Il Governo dovrebbe dunque oggi – ci pare – lavorare per costruire una larga alleanza a sostegno della proposta della Commissione, eventualmente anche con un’apertura alla richiesta tedesca di prevedere una soglia minima di riduzione del rapporto debito/Pil (nei termini, però, di un ragionevole obiettivo di riduzione entro fine quadriennio); e nel contempo per rafforzare (anche con scelte di bilancio prudenti ed equilibrate) quell’affidabilità del nostro Paese e quella fiducia reciproca tra gli Stati che è vitale per l’Unione: sapendo che non gioverebbe, per vincere le sfide che la UE deve affrontare, né un assetto di governance economica debole, né un quadro di regole rigide che penalizzano investimenti e crescita.

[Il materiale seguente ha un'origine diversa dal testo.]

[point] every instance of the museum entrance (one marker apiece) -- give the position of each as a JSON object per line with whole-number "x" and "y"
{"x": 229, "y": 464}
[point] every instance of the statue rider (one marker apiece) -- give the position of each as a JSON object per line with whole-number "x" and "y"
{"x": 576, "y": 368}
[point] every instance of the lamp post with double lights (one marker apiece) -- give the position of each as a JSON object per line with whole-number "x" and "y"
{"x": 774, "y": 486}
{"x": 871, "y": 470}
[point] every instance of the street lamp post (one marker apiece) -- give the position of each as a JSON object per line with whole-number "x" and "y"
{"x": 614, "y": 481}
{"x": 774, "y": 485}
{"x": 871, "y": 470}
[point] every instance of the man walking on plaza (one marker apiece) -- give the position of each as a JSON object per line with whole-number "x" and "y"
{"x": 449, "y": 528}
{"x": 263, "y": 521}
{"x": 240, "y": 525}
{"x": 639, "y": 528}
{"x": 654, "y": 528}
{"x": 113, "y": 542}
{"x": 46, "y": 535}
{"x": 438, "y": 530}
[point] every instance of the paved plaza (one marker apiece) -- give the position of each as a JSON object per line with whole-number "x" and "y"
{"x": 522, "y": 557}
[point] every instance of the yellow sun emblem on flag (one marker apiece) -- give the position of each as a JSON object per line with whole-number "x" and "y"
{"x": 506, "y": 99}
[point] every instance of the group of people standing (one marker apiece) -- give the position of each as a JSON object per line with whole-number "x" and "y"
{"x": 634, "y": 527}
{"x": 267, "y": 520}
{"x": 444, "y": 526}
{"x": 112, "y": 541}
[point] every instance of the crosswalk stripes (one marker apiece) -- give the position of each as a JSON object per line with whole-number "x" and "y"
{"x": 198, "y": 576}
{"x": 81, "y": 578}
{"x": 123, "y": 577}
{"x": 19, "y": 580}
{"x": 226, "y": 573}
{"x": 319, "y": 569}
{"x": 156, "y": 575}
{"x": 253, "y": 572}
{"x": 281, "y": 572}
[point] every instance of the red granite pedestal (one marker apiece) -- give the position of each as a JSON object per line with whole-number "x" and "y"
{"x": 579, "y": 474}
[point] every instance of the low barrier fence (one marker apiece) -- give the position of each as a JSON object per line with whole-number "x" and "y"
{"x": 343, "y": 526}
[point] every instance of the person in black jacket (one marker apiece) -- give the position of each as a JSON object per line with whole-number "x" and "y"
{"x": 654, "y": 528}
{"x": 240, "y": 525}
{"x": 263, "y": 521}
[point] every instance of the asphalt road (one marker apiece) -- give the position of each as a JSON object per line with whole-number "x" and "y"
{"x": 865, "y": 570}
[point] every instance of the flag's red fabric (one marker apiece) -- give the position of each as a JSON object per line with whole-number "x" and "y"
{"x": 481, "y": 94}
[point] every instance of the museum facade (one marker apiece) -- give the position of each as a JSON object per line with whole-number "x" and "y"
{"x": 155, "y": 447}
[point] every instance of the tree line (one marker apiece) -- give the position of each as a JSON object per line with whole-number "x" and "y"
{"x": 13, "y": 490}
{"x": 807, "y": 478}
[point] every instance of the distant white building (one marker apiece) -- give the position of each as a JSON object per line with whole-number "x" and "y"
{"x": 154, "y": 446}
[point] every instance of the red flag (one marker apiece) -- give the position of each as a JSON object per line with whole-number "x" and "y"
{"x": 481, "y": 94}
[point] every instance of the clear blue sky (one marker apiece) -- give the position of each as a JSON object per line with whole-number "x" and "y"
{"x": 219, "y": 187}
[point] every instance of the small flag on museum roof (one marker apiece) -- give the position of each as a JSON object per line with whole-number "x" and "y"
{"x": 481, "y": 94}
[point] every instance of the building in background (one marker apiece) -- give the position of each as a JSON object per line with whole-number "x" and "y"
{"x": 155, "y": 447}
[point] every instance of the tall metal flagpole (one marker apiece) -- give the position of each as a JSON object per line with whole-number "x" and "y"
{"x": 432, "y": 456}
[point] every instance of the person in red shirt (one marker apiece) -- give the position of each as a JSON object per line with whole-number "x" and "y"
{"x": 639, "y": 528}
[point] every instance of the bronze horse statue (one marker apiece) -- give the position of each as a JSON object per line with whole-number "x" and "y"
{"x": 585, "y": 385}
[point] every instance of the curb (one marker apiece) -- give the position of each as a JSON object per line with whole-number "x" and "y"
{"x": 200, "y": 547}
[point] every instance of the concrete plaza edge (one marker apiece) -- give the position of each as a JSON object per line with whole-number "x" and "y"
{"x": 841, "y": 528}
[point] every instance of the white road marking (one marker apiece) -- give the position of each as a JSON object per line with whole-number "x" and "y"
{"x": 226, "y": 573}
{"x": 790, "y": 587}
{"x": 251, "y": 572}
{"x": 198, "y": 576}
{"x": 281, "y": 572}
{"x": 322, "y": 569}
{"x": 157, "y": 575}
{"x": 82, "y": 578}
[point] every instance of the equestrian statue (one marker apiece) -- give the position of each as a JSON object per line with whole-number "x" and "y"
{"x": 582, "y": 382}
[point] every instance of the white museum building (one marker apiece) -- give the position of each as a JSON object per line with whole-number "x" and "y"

Se così sarà, non ci sarà il rischio di un’Italia debole di fronte a istituzioni europee rafforzate. Al contrario, in un’Europa alla ricerca di nuovi equilibri politici dopo l’aggressione russa all’Ucraina, il ruolo del nostro Paese sarà decisivo e rispettato. Soprattutto se tutte le nostre principali forze politiche sapranno contribuire, quale che sia l’esito delle prossime elezioni, alla formazione di una larga maggioranza politica europea (“Ursula” allargata) basata su una convinta convergenza sui valori fondanti dell’Unione.